When we talk about grill cooking the first image that comes to mind is probably linked to an outdoor barbeque with friends on a summer day. A serene context in which food is a tasty accompaniment to chatting and relaxation. In fact, there are few who do not love the appetizing, soft and crunchy flavor at the same time that this type of cooking offers. We usually put various types of meat on the grill such as sausages, chicken, beef and pork burgers which we then eat on a plate or accompanied by a sandwich and some sauce. But grilling does not just mean barbeque or even just meat: fish and vegetables they are other foods that are excellent cooked in this way and represent an excellent alternative to the classic preparation in the oven or in a pan.

When cooking fish and meat simultaneously, it is important to avoid contamination between the foods. Exactly for this reason the restaurant 'Taste uses two separate grills for cooking meat and fish. An important measure to best satisfy both fishermen, who see their product valued, and true grilled meat enthusiasts.

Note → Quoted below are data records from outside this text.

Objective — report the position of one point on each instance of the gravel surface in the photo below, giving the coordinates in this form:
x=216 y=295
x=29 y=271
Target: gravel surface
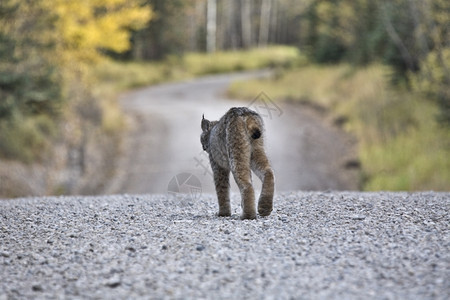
x=333 y=245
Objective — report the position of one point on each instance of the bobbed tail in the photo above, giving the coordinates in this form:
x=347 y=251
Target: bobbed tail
x=254 y=127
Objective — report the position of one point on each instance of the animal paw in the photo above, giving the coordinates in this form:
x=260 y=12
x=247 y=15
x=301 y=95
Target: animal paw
x=264 y=208
x=250 y=216
x=224 y=213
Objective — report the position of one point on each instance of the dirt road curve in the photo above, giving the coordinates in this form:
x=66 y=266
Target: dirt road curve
x=306 y=154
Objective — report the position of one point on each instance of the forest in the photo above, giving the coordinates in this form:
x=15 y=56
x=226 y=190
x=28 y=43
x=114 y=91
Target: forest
x=51 y=51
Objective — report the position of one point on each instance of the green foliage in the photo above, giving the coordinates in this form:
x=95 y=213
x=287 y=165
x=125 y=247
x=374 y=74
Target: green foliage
x=113 y=75
x=401 y=146
x=47 y=48
x=433 y=81
x=26 y=139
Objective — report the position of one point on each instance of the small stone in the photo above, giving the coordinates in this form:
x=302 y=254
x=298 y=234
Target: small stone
x=37 y=288
x=113 y=282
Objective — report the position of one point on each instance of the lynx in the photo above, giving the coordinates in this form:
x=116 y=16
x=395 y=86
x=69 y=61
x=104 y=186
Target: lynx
x=235 y=143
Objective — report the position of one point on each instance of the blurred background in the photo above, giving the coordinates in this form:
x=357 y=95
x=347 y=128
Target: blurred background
x=379 y=69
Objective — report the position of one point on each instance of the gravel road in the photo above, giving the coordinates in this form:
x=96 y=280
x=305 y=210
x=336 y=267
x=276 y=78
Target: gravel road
x=315 y=245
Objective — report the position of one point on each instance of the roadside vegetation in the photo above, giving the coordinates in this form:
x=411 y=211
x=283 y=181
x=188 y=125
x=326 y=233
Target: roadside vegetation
x=381 y=68
x=122 y=75
x=402 y=143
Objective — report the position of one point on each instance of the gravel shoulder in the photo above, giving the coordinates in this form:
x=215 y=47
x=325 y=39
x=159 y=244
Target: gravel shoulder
x=315 y=245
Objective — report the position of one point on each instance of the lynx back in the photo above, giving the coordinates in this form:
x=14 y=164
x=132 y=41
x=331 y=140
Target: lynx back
x=235 y=144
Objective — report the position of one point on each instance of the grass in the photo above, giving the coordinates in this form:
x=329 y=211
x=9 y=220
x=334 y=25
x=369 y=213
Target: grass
x=401 y=146
x=119 y=76
x=26 y=138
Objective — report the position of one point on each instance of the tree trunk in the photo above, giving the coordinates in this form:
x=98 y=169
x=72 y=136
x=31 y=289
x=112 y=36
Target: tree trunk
x=246 y=23
x=264 y=24
x=211 y=24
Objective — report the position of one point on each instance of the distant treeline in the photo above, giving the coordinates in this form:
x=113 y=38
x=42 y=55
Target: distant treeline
x=411 y=36
x=46 y=45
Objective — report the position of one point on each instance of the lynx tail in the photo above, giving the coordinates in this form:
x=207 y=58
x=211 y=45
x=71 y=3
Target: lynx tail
x=253 y=127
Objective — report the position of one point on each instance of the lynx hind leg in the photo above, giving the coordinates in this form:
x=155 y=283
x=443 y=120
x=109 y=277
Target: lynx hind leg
x=261 y=167
x=240 y=153
x=221 y=181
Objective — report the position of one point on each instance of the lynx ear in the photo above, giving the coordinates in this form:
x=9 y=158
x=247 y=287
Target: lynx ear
x=205 y=123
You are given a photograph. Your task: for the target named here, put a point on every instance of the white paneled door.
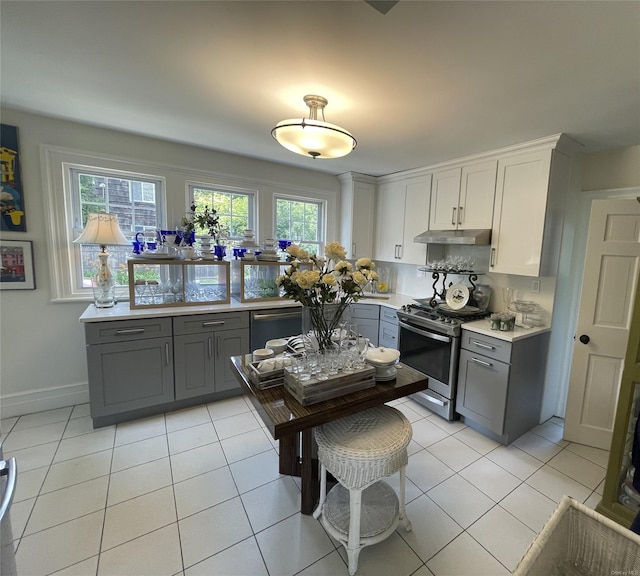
(610, 279)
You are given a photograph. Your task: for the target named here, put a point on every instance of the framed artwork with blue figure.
(12, 212)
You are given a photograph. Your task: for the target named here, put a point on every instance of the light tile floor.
(197, 492)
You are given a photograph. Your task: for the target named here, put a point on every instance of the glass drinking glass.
(362, 345)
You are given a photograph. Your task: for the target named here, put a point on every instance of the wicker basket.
(577, 541)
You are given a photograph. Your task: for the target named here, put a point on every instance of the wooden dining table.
(292, 424)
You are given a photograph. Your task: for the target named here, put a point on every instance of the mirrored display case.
(255, 281)
(156, 284)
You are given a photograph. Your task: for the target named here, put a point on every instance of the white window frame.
(322, 217)
(64, 222)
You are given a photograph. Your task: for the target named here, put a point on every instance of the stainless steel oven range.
(429, 341)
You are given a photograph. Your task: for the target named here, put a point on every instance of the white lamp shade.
(314, 138)
(102, 229)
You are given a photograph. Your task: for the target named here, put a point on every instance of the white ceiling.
(427, 82)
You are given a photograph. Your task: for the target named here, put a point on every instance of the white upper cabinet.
(357, 203)
(402, 212)
(462, 198)
(531, 191)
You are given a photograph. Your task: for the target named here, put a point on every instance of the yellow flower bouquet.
(326, 286)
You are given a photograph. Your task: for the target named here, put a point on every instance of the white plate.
(457, 296)
(463, 310)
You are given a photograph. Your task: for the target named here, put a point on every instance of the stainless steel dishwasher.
(269, 324)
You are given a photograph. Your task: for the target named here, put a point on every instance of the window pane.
(132, 200)
(235, 209)
(301, 222)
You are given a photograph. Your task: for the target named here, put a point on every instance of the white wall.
(42, 350)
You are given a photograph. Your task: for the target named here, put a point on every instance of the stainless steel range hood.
(468, 237)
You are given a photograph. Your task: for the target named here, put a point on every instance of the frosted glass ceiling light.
(313, 137)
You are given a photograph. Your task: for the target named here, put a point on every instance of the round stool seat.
(379, 511)
(364, 447)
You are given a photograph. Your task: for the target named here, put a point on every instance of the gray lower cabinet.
(500, 384)
(388, 332)
(141, 367)
(365, 316)
(130, 365)
(203, 345)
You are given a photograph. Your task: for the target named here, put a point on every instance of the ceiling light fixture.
(313, 137)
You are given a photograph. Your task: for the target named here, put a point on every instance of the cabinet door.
(519, 214)
(125, 376)
(416, 219)
(477, 192)
(228, 343)
(445, 192)
(357, 205)
(482, 390)
(389, 221)
(362, 221)
(194, 365)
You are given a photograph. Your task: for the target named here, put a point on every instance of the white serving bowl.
(262, 354)
(278, 345)
(384, 360)
(382, 356)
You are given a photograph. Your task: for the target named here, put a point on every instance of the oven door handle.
(430, 335)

High temperatures and precautions – Grilling can take place on charcoal, wood, gas or electricity, however at very high temperatures (between 1100° and 7000°). Our restaurant uses only top quality wood, carefully selected from the best wood for embers in relation to the suppliers' availability. It's a quick preparation and only apparently very simple: maintain the right temperature for the type of food that you have chosen and measuring the time it should be left on the grill is not child's play, even if many believe the opposite. The temperature could in fact be too high for a thin slice of meat but too low for a thick and full-bodied slice which would therefore be insufficiently cooked. It is best to cook large pieces of meat with low heat and slowly, while for small ones it is better to use high temperatures and cook quickly. Much of the skill in cooking with this method is however given by the practice and fromexperience. The more you grill, the better the food will be.

The ideal cooking for fish and vegetables – Cooking on the grill enhances the organoleptic characteristics of foods and things preserves some nutrients which would otherwise be lost during very long cooking. Furthermore, this mode results in lighter cooking because no condiments and sauces are added. Some types of meat release a good amount of fat during cooking, thus making them leaner, while it must be said that in other cases the high cooking temperature causes the fats contained in the food to degrade, making them heavy to digest and toxic. The parts where burns form are also at risk. Certain cuts of meat are therefore perfect and tasty to cook on the grill but it is always better to avoid eating them too often and in any case accompany them with plenty of water to drink and lots of vegetables. Vegetables and fish are perfect to cook with this method, as the most "burnt" surface layer can be removed, guaranteeing all the flavor and lightness of the food. Grilled fish and vegetables are very appetizing, light and tasty.

Many tasty solutions – In addition to the classic grilled sausages, frankfurters or burgers, grilled peppers, courgettes, aubergines or tomatoes are also an evergreen that is always appreciated and tasty. Many types of fish are at their best cooked in this way: sea bream, sea bass, sea bass just to name a few but also crustaceans such as prawns or grilled scampi are a delicacy. You can also quickly pass the fruit on hot irons: for example melon or pineapple cooked in this way have a very particular exotic taste. There are many solutions for enjoying this type of cooking which makes food tasty and light, you just need to respect some precautions and leave room for imagination.